Saturday, January 29, 2011

Work

Justseeds "Work" Calendar. $15.

My calendar this year is a poster-sized, arty, glossy wall calendar about work. What work do we do, why do we do it, and, radically, what does it mean.

I've been grateful for the art in this calendar these past few weeks. I've been struggling with my job: not the work itself, but everything surrounding it that tries to get in the way of, ruin the effect of or remove the meaning from the work itself. Publishing is thrilling, but if the mix of people and abilities is off, then doing the work is really, really hard. 
2011 is going to be a year of work. Personal projects and paid employment are just two expressions of that quest for satisfaction and excellence in the practical things that I do. I have a lot of loan to pay off, as of this spring, but I'm going to continue the struggle, even as finances take priority, for the work that I do to be about satisfaction more so than remuneration or the filling of time. 

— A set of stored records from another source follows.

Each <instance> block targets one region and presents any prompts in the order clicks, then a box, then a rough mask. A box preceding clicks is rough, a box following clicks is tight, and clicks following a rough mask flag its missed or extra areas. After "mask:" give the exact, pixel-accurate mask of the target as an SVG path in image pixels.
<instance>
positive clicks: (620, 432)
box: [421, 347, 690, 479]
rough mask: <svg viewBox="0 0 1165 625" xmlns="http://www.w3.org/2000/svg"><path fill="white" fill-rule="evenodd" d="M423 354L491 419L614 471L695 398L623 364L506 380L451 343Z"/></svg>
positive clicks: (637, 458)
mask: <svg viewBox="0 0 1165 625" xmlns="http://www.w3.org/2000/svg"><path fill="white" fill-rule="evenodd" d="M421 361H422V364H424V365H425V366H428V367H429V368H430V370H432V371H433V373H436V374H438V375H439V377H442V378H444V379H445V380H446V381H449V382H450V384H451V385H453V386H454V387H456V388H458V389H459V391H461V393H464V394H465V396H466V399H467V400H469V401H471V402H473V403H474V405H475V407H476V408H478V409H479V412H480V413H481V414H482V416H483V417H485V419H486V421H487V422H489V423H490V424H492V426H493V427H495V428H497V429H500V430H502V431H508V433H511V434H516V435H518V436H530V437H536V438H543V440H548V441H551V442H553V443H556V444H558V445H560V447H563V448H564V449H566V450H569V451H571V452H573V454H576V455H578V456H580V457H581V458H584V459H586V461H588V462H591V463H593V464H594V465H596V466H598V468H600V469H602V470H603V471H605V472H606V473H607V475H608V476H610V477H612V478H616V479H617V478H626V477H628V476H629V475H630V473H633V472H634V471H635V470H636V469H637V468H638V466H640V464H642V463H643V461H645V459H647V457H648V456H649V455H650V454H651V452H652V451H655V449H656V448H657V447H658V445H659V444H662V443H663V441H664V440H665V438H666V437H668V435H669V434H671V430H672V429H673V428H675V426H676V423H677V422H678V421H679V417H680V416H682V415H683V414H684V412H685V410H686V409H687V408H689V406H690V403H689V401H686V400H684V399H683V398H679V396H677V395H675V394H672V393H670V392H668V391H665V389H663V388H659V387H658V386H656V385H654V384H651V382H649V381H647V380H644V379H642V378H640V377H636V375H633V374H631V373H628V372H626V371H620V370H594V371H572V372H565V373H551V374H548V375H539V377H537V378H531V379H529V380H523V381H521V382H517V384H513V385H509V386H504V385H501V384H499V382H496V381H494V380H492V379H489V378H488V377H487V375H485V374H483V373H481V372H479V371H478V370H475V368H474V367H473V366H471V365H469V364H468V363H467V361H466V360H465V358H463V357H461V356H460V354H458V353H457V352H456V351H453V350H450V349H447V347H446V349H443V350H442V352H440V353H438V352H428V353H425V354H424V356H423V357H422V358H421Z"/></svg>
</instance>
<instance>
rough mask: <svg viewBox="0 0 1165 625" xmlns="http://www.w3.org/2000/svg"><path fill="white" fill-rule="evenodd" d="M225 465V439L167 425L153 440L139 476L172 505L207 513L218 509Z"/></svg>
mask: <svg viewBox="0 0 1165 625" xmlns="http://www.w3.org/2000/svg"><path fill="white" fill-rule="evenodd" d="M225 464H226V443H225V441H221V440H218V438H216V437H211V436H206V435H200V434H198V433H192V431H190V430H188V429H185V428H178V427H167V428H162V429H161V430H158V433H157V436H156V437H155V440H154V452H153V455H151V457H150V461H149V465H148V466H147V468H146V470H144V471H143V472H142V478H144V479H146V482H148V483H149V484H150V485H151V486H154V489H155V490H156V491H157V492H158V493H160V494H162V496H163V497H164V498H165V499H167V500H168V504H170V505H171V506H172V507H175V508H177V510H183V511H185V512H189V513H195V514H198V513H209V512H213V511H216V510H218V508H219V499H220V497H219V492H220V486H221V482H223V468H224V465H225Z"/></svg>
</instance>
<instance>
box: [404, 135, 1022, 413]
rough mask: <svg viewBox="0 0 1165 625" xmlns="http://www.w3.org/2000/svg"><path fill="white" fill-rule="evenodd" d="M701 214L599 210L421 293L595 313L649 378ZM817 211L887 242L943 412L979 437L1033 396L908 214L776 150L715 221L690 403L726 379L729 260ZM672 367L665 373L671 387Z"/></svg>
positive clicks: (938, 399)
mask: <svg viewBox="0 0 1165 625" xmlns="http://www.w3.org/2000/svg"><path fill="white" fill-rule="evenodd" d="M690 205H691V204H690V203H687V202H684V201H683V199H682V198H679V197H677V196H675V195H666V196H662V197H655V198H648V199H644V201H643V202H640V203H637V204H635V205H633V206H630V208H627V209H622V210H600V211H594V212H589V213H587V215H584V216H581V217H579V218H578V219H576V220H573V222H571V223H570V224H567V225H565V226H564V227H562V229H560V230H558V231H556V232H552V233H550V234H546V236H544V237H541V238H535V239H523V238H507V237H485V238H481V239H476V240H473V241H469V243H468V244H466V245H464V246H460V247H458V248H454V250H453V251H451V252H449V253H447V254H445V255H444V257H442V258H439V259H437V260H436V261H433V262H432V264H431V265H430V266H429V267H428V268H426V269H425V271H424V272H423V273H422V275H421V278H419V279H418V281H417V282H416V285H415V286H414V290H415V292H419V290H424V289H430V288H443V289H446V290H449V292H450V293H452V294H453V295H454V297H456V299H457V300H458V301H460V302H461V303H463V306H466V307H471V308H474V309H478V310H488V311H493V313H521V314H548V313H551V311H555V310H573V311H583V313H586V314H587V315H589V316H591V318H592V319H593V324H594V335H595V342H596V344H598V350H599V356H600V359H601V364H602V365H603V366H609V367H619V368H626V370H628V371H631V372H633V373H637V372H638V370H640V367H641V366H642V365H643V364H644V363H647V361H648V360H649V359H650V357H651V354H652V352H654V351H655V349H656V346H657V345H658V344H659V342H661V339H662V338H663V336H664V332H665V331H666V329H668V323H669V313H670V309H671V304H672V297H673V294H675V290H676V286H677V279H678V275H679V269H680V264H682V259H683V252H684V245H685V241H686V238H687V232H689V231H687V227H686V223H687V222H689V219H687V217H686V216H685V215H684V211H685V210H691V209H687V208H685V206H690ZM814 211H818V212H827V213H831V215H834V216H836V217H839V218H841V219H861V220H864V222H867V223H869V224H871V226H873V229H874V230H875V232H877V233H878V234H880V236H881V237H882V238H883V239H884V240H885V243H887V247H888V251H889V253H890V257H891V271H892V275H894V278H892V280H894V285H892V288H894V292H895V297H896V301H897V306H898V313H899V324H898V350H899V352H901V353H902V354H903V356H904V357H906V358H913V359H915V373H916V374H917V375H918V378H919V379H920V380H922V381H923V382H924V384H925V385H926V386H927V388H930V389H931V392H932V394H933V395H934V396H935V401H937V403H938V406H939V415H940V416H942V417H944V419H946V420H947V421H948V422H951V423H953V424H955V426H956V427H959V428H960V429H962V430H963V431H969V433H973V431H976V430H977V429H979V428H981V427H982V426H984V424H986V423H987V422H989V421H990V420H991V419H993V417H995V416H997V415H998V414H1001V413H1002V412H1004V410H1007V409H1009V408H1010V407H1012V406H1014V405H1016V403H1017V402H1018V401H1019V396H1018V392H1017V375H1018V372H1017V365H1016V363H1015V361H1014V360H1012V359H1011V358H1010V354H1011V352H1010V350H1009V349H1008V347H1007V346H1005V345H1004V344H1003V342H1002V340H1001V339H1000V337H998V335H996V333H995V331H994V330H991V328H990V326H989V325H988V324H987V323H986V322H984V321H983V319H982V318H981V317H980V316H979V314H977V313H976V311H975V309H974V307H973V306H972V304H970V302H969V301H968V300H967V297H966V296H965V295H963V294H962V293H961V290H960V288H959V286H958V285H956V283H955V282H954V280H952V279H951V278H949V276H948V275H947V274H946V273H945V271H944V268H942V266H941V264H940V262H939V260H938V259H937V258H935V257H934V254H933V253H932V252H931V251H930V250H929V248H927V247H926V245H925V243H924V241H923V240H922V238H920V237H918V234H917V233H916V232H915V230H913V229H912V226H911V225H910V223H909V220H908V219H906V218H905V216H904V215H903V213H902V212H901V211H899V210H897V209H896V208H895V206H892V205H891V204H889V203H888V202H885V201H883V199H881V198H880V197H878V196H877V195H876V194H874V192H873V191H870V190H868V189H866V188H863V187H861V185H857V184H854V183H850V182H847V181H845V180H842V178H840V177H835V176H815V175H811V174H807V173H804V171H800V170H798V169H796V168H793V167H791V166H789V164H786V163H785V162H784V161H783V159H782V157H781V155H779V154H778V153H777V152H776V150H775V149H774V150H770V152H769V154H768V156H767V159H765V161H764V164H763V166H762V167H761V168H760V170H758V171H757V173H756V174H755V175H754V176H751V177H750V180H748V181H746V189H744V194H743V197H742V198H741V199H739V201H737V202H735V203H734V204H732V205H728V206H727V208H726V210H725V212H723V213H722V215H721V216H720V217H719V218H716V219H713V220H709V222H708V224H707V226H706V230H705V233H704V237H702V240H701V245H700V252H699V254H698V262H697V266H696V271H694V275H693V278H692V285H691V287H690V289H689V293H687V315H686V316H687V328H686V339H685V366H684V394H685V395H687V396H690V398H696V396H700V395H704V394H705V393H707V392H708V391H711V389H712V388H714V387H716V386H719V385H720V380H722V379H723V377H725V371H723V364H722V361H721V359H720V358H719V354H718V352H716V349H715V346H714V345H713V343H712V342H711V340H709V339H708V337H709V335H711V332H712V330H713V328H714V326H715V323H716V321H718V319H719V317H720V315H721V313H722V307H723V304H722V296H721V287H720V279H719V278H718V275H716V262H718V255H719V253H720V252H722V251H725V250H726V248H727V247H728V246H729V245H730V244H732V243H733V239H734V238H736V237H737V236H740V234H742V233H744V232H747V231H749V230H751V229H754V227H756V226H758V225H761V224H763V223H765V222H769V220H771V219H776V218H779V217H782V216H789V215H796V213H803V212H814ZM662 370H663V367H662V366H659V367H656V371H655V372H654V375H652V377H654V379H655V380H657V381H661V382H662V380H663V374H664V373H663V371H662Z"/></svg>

I want to reprint the words at the back of the calendar, because they embody what I'm thinking about as I work throughout this year:

What is work? In a broad sense, “work” is the activities that produce a result; for our concerns, let’s call that “social wealth.” Yet it’s a question that begs so many more—perhaps none more pressing than “What should work be?” We all have ideas of what work shouldn’t be: mind-numbing, exploitative, hierarchical, dangerous, disempowering, etc. Though things get muddled when we try and flip the question around.
When we say that work should be creative, just, cooperative, healthy, and empowering we are laying an ethical, more than practical, groundwork. Ethics alone won’t help us solve questions such as “What share of the social wealth and I due for the time I spend at work?”; “Does my time parenting contribute to the social wealth to the same degree as my work as an electrician?”; “How do we place value on different kinds of work that each contribute to the social wealth?”; “If I choose not to contribute to the creation of social wealth, am I guaranteed any part of it?” These aren’t trivial questions—nor are they entirely new. But before we get too philosophical about it, let’s remember that at the end of the day, the water still has to flow from the tap, we need eyeglasses, and food and shelter are a must. So yes, the struggle to re-envision work is ethical, philosophical, theoretical, and practical.
And if work provides social wealth for all, perhaps we should make a distinction between working to produce for the good of all and working for a paycheck. Is it possible that our economy morph into one based on reciprocity instead of profit motive? Can we erode class society by building institutions and practice that militate against it? Can we create a sense of pride and dignity in our work practices, with a domino effect of solidarity to follow?
So we have before us a calendar produced by the hard-working aesthetes at Justseeds. For every month there’s a new image relating to our topic of work: be it the pleasure of work itself, the hard times, the fight for our rights, the global financial system and its creep into our world of work, or the fight for control over our lives.
Let’s spend this year thinking about the world of work, our own and that going on all around us. And let’s peer into how it numbs minds, exploits, kills, and disempowers and how it could be creative, just, cooperative, healthy, and empowering. Maybe after next year we’ll be that much more prepared to answer the perennial question, “What should work be?”